XML.com: XML From the Inside Out
oreilly.comSafari Bookshelf.Conferences.

advertisement

XML Data Bindings in Python
by Uche Ogbuji | Pages: 1, 2

Special Schema Needs

There is a class like label for each element defined in the schema. As you can see, this even extends to the name element and therein lies a problem. name is a simple element with only string content. But in the generated binding it is given its own element, rather than making it a simple data member of label. Even worse than that, if you follow the build method carefully, you'll see that it throws away the text content of the element upon unmarshalling. It turns out generateDS.py is rather picky in its interpretation of WXS. The relevant snippet from listing 2 is

  <xs:element name="label">
    <xs:complexType>
      <xs:sequence>
        <xs:element minOccurs="0" ref="quote"/>
        <xs:element ref="name"/>
        <xs:element ref="address"/>
      </xs:sequence>
    </xs:complexType>
  </xs:element>
  <xs:element name="name" type="xs:string"/>  

This is a common practice in WXS: using a separate xs:element declaration for each element, even if it is of simple type. But this usage throws off generateDS.py, and in order to have name treated as a simple data member of the binding class you have to rewrite the schema:

  <xs:element name="label">
    <xs:complexType>
      <xs:sequence>
        <xs:element minOccurs="0" ref="quote"/>
        <xs:element ref="name" type="xs:string"/>
        <xs:element ref="address"/>
      </xs:sequence>
    </xs:complexType>
  </xs:element>  

Which, according to WXS rules, is strictly equivalent to the original form. Listing 4 is a new version of the WXS to satisfy this preference of generateDS.py.

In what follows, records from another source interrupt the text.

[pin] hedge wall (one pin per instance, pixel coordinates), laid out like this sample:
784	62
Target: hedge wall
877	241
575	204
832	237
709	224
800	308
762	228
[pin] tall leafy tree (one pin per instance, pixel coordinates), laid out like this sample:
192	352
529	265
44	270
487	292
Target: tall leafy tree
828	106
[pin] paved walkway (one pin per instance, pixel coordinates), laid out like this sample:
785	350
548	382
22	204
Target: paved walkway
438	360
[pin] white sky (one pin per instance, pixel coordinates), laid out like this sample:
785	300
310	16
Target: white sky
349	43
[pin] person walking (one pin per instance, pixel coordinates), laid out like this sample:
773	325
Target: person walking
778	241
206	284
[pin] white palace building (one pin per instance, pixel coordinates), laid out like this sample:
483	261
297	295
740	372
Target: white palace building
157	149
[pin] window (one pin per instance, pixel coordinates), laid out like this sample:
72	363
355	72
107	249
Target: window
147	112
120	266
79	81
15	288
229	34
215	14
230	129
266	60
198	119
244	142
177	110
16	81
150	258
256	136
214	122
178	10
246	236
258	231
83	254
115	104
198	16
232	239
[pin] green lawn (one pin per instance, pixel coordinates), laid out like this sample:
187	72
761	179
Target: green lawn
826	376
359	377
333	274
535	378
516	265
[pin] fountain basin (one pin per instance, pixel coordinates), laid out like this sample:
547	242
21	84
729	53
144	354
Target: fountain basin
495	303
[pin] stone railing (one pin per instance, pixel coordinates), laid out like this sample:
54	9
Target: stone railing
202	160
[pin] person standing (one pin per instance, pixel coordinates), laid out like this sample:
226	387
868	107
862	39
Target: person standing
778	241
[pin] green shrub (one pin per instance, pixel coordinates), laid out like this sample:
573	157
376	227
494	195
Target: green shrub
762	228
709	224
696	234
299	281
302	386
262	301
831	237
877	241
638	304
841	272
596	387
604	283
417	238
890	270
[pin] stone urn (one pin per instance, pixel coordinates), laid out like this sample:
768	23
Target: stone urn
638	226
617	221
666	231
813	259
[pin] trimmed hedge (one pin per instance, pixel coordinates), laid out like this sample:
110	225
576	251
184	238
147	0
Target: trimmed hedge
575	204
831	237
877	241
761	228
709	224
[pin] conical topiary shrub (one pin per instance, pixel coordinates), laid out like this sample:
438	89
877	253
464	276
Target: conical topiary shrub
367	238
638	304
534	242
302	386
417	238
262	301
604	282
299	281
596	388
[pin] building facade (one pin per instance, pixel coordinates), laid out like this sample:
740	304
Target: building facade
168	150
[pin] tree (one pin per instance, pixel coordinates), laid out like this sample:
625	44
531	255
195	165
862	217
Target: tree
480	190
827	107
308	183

Listing 4: Adjusted WXS for data binding generation by generateDS.py
<?xml version="1.0" encoding="UTF-8"?>
<xs:schema
  xmlns:xs="http://www.w3.org/2001/XMLSchema"
  elementFormDefault="qualified"
>
  <xs:element name="labels">
    <xs:complexType>
      <xs:sequence>
        <xs:element minOccurs="0" maxOccurs="unbounded" ref="label"/>
      </xs:sequence>
    </xs:complexType>
  </xs:element>
  <xs:element name="label">
    <xs:complexType>
      <xs:sequence>
        <xs:element minOccurs="0" ref="quote"/>
        <xs:element ref="name" type="xs:string"/>
        <xs:element ref="address"/>
      </xs:sequence>
    </xs:complexType>
  </xs:element>
  <xs:element name="quote">
    <xs:complexType mixed="true">
      <xs:sequence>
        <xs:element ref="emph" type="xs:string"/>
      </xs:sequence>
    </xs:complexType>
  </xs:element>
  <xs:element name="address">
    <xs:complexType>
      <xs:sequence>
        <xs:element ref="street" type="xs:string"/>
        <xs:element ref="city" type="xs:string"/>
        <xs:element ref="state" type="xs:string"/>
      </xs:sequence>
    </xs:complexType>
  </xs:element>
</xs:schema>  

Listing 5 is a snippet from the new data binding. Notice the update to the handling of the name element.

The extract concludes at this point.